Re: [PATCH] exit: Put an upper limit on how often we can oops

From: Jann Horn
Date: Mon Nov 07 2022 - 16:49:03 EST


On Mon, Nov 7, 2022 at 10:15 PM Solar Designer <solar@xxxxxxxxxxxx> wrote:
> On Mon, Nov 07, 2022 at 09:13:17PM +0100, Jann Horn wrote:
> > +oops_limit
> > +==========
> > +
> > +Number of kernel oopses after which the kernel should panic when
> > +``panic_on_oops`` is not set.
>
> Rather than introduce this separate oops_limit, how about making
> panic_on_oops (and maybe all panic_on_*) take the limit value(s) instead
> of being Boolean? I think this would preserve the current behavior at
> panic_on_oops = 0 and panic_on_oops = 1, but would introduce your
> desired behavior at panic_on_oops = 10000. We can make 10000 the new
> default.
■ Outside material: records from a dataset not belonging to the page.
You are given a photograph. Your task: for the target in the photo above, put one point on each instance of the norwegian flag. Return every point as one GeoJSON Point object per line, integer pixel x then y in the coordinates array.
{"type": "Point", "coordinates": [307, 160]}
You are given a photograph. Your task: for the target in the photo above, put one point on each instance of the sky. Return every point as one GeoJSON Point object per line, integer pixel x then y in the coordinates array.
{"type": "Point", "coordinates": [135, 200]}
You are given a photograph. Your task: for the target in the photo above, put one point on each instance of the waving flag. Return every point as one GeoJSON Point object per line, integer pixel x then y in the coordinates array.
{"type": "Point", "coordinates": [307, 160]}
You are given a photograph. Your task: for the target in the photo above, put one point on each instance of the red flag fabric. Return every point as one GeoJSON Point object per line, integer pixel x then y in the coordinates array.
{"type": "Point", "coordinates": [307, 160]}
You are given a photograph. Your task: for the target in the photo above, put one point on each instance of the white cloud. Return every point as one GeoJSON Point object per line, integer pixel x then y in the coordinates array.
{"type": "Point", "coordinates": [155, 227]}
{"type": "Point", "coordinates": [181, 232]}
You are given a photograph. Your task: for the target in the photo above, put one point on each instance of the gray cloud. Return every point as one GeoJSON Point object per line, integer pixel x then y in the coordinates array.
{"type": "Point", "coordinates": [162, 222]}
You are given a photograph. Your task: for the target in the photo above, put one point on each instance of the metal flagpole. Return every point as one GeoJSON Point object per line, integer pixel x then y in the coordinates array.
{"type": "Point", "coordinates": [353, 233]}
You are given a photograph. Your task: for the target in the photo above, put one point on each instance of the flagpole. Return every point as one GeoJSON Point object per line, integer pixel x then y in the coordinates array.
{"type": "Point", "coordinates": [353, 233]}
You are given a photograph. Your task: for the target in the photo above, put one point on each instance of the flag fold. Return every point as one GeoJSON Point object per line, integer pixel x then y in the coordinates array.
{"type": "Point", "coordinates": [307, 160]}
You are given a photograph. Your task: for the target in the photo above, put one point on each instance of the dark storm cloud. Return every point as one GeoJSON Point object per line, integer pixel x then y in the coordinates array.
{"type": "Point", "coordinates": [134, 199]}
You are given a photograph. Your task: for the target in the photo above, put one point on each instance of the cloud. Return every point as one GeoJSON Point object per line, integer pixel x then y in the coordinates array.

If a distro overrides panic_on_oops, it probably sets it to 1
> like RHEL does.
>
> Are there distros explicitly setting panic_on_oops to 0? If so, that
> could be a reason to introduce the separate oops_limit.
>
> I'm not advocating one way or the other - I just felt this should be
> explicitly mentioned and decided on.

I think at least internally in the kernel, it probably works better to
keep those two concepts separate? For example, sparc has a function
die_nmi() that uses panic_on_oops to determine whether the system
should panic when a watchdog detects a lockup.